In many cases it is prudent to obtain legal advice before the start of negotiations. Early legal advice places an employee in a more advantageous position, leading to a larger settlement. The cost of this advice will not be met by the employer but will often result in less stressful negotiations and a more favourable outcome.

Legal advice for an employer

It can also be worthwhile for an employer, particularly smaller businesses, to obtain legal advice when dealing with settlement agreements. Although online templates for settlement agreements are available, these are generic. Agreements drafted by a specialist solicitor will comply with the formalities and be specific to each case. In addition employers will have peace of mind that they are not over-settling a claim compared to what the employee could obtain in a tribunal claim.

Breach of a settlement agreement

Settlement agreements form a legally binding contract, which can be enforced via the courts if necessary. The usual remedy will be damages for loss suffered as a result of the other party’s breach. If the agreement contains an enforceable repayment clause, employees who go on to breach the terms of the settlement agreement may have to pay back some or all of the money they were paid by their former employer. They may also be responsible for any legal costs incurred.

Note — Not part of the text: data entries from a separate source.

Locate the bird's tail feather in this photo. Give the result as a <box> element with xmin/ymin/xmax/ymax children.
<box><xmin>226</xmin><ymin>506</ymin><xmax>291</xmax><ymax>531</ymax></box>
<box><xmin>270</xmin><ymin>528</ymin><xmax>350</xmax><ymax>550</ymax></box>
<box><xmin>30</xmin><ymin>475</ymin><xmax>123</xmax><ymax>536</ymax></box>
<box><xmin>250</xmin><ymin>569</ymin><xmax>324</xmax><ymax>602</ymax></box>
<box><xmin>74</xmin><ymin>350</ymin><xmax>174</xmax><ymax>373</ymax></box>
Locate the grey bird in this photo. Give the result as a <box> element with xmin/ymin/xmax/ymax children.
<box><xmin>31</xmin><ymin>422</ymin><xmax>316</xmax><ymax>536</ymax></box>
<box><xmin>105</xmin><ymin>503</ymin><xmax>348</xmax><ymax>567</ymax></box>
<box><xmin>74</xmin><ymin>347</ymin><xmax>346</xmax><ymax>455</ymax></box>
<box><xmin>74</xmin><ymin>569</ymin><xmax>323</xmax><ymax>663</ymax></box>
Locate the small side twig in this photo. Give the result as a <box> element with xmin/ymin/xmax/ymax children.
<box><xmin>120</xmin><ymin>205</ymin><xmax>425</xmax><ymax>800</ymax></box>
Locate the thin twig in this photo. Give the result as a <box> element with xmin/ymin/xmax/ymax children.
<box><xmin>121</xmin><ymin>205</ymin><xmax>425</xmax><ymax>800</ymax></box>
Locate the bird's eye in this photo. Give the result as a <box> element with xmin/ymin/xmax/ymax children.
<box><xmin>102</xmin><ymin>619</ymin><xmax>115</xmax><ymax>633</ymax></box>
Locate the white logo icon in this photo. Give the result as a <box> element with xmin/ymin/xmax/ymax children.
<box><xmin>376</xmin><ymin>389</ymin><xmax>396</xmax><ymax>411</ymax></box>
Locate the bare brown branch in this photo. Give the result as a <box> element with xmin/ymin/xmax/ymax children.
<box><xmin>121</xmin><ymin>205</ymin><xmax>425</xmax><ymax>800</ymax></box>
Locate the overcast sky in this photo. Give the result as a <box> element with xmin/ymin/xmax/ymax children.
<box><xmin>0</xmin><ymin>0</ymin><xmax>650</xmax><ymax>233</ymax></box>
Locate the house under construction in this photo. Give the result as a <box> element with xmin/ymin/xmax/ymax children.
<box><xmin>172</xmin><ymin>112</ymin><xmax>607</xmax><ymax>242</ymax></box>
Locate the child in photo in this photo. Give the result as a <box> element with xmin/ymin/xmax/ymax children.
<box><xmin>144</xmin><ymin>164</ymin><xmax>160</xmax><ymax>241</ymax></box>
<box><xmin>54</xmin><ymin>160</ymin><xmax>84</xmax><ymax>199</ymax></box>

A recent High Court decision, Duchy Farm Kennels Limited v Steels, dealt with a breach of a confidentiality clause in a settlement agreement. In this case confidentiality was breached by the former employee. The settlement payment was being made in instalments and the employer stopped paying after it became aware of the breach. The Court found that the clause in this case was not a condition of the agreement, breach of which would have allowed the employer to stop making the payments. Instead the confidentiality clause was held to be an intermediate term, where breaches can be repudiatory (bringing the contract to an end) or cause only a liability for damages, depending on the seriousness. Although Mr Steels had told others about the agreement, the Court held that the breach was not sufficient to repudiate the agreement. The breach would not have had any commercial effect on the employer and people familiar with both parties were likely to be aware that there had been a claim and work out that there had been a settlement agreement. The employer expressed some concern about copy-cat claims but this was seen as unlikely and, in any event, damages would have sufficed to compensate the employer if there was a loss. Any employers wishing to repudiate a settlement agreement if confidentiality is breached would be sensible to include wording specifying that confidentiality is a condition of the contract.